Si è convinti che la propria architettura di sicurezza cibernetica funzioni quando non ci sono incidenti eclatanti.
Non si pensa al delicato momento che stiamo vivendo e non si ha coscienza che la guerra non è solo quella di bombe e missili. Soprattutto, nonostante la visione militare tradizionale, non si ricordano mai i campi minati e la loro “travasabilità” nel contesto digitale.
Le vedette scrutano con soddisfazione l’orizzonte e alle loro spalle chi si è infiltrato piazza i suoi ordigni in ogni angolo disponibile, scavando, approfittando di cavità, riempiendo le intercapedini degli edifici, sistemando gli inneschi su porte o oggetti che possono essere incautamente mossi…
Dovrebbe preoccupare il fatto che non succede nulla o, ad esser più precisi, che non ci si riesca a rendere conto di quel che sta capitando. Invece, forte di constatazioni superficiali, l’Occidente apprezza questa atmosfera di illusoria serenità e allenta le redini.
Mentre gli hacker si sbizzarriscono in azioni di estrema silenziosità – clonando archivi, rubando segreti e inquinando i più corpacciuti sistemi informatici – sul fronte del bersaglio si confonde la mancanza di rumori con l’assenza di attacchi.
Si scopre così che l’indifferenza a certi problemi non è prerogativa esclusiva dell’Italia dove non si viene mai a sapere cosa è successo, anche a mesi di distanza dagli “incidenti” finiti sui giornali e il cui prezzo è stato pagato dai cittadini azzoppati dai disservizi. Il NIST, ovvero il National Institute of Standards del Dipartimento del Commercio degli Stati Uniti, ha fatto presente che il proprio budget è stato tagliato di quasi il 12 per cento. L’Ente che ha un ruolo fondamentale nella cybersecurity non solo americana ha dichiarato che – nonostante le sopraggiunte difficoltà – continuerà a sostenere e gestire l’NVD, ovvero il National Vulnerability Database.
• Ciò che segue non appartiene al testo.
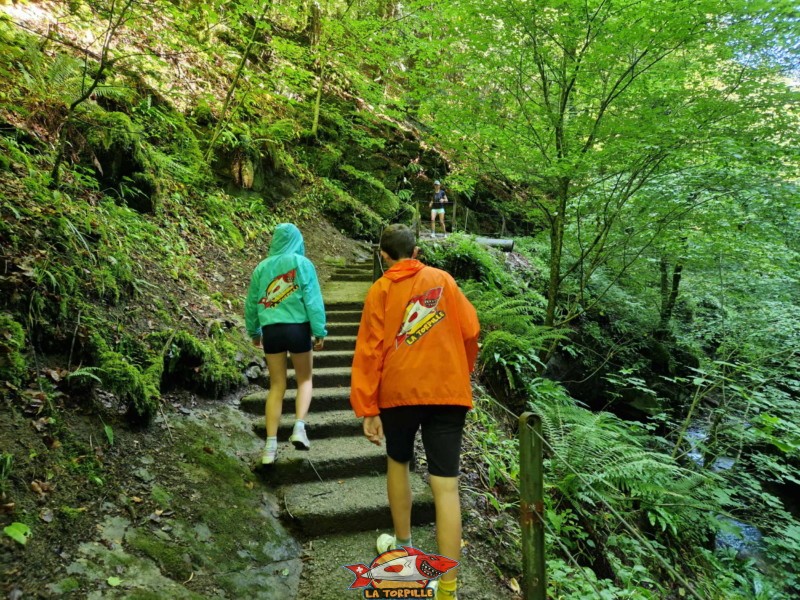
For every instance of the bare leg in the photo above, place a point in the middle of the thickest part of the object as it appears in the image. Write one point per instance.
(303, 363)
(276, 363)
(448, 519)
(398, 488)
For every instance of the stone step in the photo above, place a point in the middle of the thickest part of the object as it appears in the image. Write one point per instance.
(319, 424)
(365, 276)
(343, 316)
(340, 342)
(340, 329)
(322, 377)
(326, 377)
(333, 358)
(342, 305)
(323, 399)
(353, 271)
(328, 460)
(353, 504)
Chi non è appassionato di certe cose si domanda legittimamente di cosa si stia parlando. È l’archivio elettronico delle vulnerabilità più utilizzato al mondo e, offre dati basati su standard sui punteggi di gravità CVSS, software e piattaforme interessati, punti deboli e collegamenti a patch e risorse aggiuntive. In pratica è il tabellone da tenere d’occhio quasi fosse quello nelle stazioni ferroviarie indispensabile per scoprire cambi di binario, ritardi e altre informazioni utili per non perdere il treno.
A dispetto del crescente arretrato di vulnerabilità inviate all’NVD e che “richiedono un’analisi”, la mannaia della riduzione dei costi si abbatte impietosa in un ambito meritevole di ogni priorità.
Il mese scorso, secondo il sito web del NIST, l’Istituto ha analizzato solo 199 delle 3.370 segnalazioni ricevute. Il trend non sembra destinato a migliorare visto che ad Aprile ci sono stati solo 24 approfondimenti a fronte di 677 pericoli comunicati.
I dati sono impressionanti ed evidenziano in modo inequivocabile la distanza che separa chi attacca da chi cerca di difendersi.
La tragedia, in realtà è un’altra. Quel “database” è consultato prevalentemente dai banditi che così scoprono opportunità di assalto che magari erano sfuggite loro. I security manager, invece, sono impegnati in convegni inutili e comunque garantiscono che la rispettiva situazione è sotto controllo senza aver bisogno di cercare preoccupazioni inutili.